Galleries didn’t want to take a chance on someone green, he says. “You had to have your resume of shows and history of art. And then you would just be like, ‘How am I ever going to excel if I can’t show my work?’ So finally, I’m like, ‘You know what? I’m going to do it myself.’ And I found the space here in Palm Springs in 2006, and here we are.”

Addressing this paradox — artists needing a body of work in order to exhibit in a gallery, but needing exposure at a gallery to build that body of work — has helped form the foundation of Janssen Artspace and its commitment to emerging artists.

That first iteration of Janssen Artspace opened in 2006 and shuttered in 2009, one of the casualties of the Great Recession of the late aughts. In March 2017, with the recession long past and Palm Springs tourism on the upswing, Janssen relaunched his gallery in its current space on East Tahquitz Canyon Way, a pedigreed 1950s building by renowned architect Donald Wexler. But then came the COVID-19 pandemic in 2020.

“I thought for sure, ‘It’s like déjà vu. Here we go again,’” Janssen says. “But this time, it was a completely different ballgame, and we celebrate seven years this month.”

As a trusted artist himself, Janssen has built a remarkable rapport with the artists he represents and throughout the community. 

“Steven has the ability to attract artists who support each other,” says ceramic artist Kevin Nierman. “It’s like a wonderful family.” 

Painter Lynda Keeler echoes those sentiments: “Steven is a rare combination of a gallery owner who understands artists, curates exciting exhibitions and is a very talented artist in his own right.”

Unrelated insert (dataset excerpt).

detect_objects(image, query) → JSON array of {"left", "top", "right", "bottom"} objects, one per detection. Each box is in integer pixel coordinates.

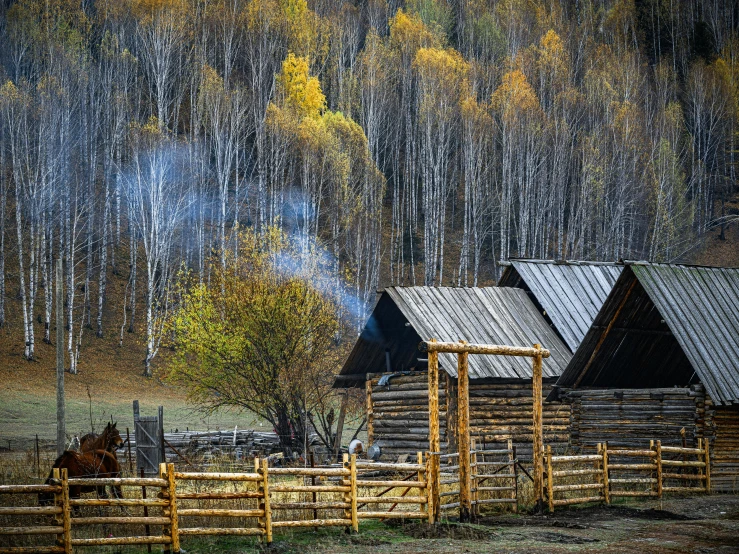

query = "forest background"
[{"left": 0, "top": 0, "right": 739, "bottom": 410}]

Balancing those roles of curator and painter, and the demands of business owner versus artmaker, are something Janssen admits he hasn’t quite mastered, but he’s inching closer toward equilibrium. His gallery is open roughly 10 months a year, with exhibits changing monthly. But during the scorch of summer, he closes up shop, and from mid-July to September, he shifts gears from gallerist to painter. With no sales to make or openings to single-handedly plan, he retreats to the upper level of Janssen Artspace, to his personal studio hidden above the gallery, with killer mountain views, gobs of natural light, plenty of A/C, and no Internet to distract him. And he churns out a year’s worth of paintings while he can, until the next season rolls around.

In season, Janssen rotates work every month, packing the social calendar with inventive new exhibits and energetic openings. These include exhibits like December’s “Small Wonder,” full of “suitcase art” that Palm Springs visitors can easily schlep home in carry-on bags, and February’s “Noir,” an installation of black-and-white works inspired by film noir and the Palm Springs International Film Festival. The current exhibition “Retrospect,” celebrating Desert Modernism and Modernism Week, continues through March 24, then to be replaced with “Kaleidoscope,” which will see Janssen Artspace exploding with spring color March 28 through April 28.

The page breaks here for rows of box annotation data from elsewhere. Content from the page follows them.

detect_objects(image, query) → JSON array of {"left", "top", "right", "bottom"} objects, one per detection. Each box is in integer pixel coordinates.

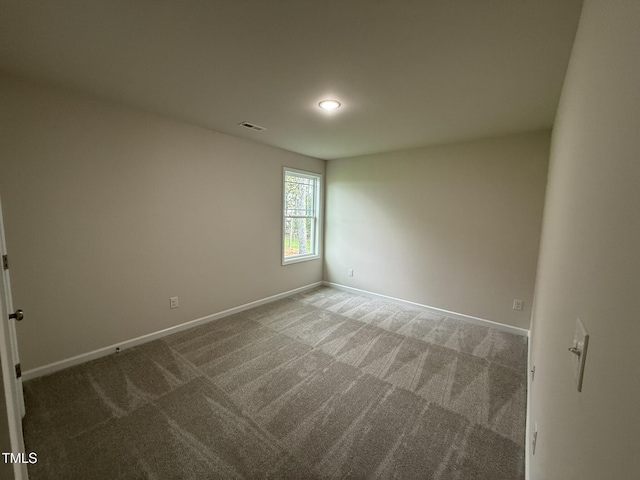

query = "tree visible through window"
[{"left": 282, "top": 168, "right": 320, "bottom": 264}]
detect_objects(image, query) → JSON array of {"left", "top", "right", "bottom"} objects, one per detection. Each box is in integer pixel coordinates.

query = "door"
[{"left": 0, "top": 196, "right": 28, "bottom": 480}]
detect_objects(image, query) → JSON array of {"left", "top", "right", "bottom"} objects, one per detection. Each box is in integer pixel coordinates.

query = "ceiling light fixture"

While Janssen and his husband still split their time between Palm Springs and their Los Feliz home in L.A., he expects they’ll be year-round desert dwellers in the near future.

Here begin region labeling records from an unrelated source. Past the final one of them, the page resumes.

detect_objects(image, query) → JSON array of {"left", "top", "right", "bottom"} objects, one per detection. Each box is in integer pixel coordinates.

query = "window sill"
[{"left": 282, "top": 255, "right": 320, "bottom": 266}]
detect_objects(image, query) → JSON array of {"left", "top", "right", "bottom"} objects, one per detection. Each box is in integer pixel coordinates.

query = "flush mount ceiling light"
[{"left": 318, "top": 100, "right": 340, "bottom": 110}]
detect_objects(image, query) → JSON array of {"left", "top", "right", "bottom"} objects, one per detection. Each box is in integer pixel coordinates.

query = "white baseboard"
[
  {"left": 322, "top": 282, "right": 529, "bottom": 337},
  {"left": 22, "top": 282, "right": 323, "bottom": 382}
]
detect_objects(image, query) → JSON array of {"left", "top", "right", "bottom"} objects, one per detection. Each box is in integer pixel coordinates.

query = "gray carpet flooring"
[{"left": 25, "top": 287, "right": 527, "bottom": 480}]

“I’d been coming out here for years because I have grandparents, uncles and aunts here, and growing up in L.A., it’s just a hop, skip and a jump. We’d come out here all the time, so it was always a second home,” Janssen says. “And then I met my partner, Stephen Huvane, and he’s like, ‘I’m thinking about buying a house in Palm Springs. Do you like Palm Springs?’ I’m like, ‘I love Palm Springs!’ … So that’s how I ended up here, and I think we’re going to be out here full time very soon.”

“There’s something spiritually happening in these little pockets of Palm Springs,” he says. “There’s something in this little vortex that you can’t find anywhere else.”